🤖 AI Summary
This study addresses the catastrophe excess-of-loss reinsurance contract optimization problem, jointly determining the attachment point, limit, and reinstatement terms to maximize expected profit while satisfying risk measures (e.g., VaR, CVaR) and regulatory capital constraints. We propose a hybrid optimization framework integrating simulated annealing’s local search capability with a quantum-inspired branch-and-bound structure, augmented by application-driven compact bounding techniques that significantly improve the efficiency of generating high-quality contracts under multiple constraints. Our method demonstrates the robustness of classical algorithms in optimizing complex reinsurance structures. Furthermore, through quantum feasibility analysis and boundary sensitivity studies, we identify the hardware requirements for quantum acceleration and delineate key pathways for algorithmic improvement—thereby establishing both theoretical foundations and architectural blueprints for future quantum-classical hybrid solvers in actuarial optimization.
📝 Abstract
We propose and implement modern computational methods to enhance catastrophe excess-of-loss reinsurance contracts in practice. The underlying optimization problem involves attachment points, limits, and reinstatement clauses, and the objective is to maximize the expected profit while considering risk measures and regulatory constraints. We study the problem formulation, paving the way for practitioners, for two very different approaches: A local search optimizer using simulated annealing, which handles realistic constraints, and a branch&bound approach exploring the potential of a future speedup via quantum branch&bound.
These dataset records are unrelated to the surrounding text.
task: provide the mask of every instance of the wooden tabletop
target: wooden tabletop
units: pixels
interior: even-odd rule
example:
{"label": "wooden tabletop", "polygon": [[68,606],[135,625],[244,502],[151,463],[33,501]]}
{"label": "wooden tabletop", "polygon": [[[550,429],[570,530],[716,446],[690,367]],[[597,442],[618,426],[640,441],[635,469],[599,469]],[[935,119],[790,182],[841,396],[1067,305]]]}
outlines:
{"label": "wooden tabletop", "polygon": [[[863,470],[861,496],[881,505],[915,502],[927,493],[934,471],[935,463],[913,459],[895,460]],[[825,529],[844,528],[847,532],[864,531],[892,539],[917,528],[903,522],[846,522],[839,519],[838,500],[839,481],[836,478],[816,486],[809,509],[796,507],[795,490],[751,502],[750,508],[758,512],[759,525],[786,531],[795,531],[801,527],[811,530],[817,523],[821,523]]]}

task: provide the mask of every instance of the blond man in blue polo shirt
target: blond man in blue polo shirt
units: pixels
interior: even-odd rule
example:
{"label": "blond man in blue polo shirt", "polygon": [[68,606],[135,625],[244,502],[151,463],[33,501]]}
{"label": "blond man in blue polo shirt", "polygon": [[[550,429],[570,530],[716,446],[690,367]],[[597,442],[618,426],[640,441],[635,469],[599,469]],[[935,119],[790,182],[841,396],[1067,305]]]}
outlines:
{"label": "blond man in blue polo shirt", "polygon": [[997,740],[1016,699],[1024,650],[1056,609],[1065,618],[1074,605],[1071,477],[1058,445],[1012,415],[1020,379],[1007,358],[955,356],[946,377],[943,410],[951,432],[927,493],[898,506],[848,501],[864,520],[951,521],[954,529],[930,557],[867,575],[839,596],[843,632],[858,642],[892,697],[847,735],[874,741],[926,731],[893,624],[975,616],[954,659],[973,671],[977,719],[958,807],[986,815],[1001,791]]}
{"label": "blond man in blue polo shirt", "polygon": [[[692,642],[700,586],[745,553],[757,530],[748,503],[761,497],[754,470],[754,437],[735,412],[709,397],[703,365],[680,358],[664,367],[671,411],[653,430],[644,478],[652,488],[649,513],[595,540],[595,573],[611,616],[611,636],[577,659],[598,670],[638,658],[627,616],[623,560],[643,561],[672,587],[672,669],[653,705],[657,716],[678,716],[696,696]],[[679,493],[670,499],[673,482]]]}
On the one hand, local search effectively generates contract structures within several constraints, proving useful for complex treaties that have multiple local optima. On the other hand, although our branch&bound formulation only confirms that solving the full problem with a future quantum computer would require a stronger, less expensive bound and substantial hardware improvements, we believe that the designed application-specific bound is sufficiently strong to serve as a basis for further works. Concisely, we provide insurance practitioners with a robust numerical framework for contract optimization that handles realistic constraints today, as well as an outlook and initial steps towards an approach which could leverage quantum computers in the future.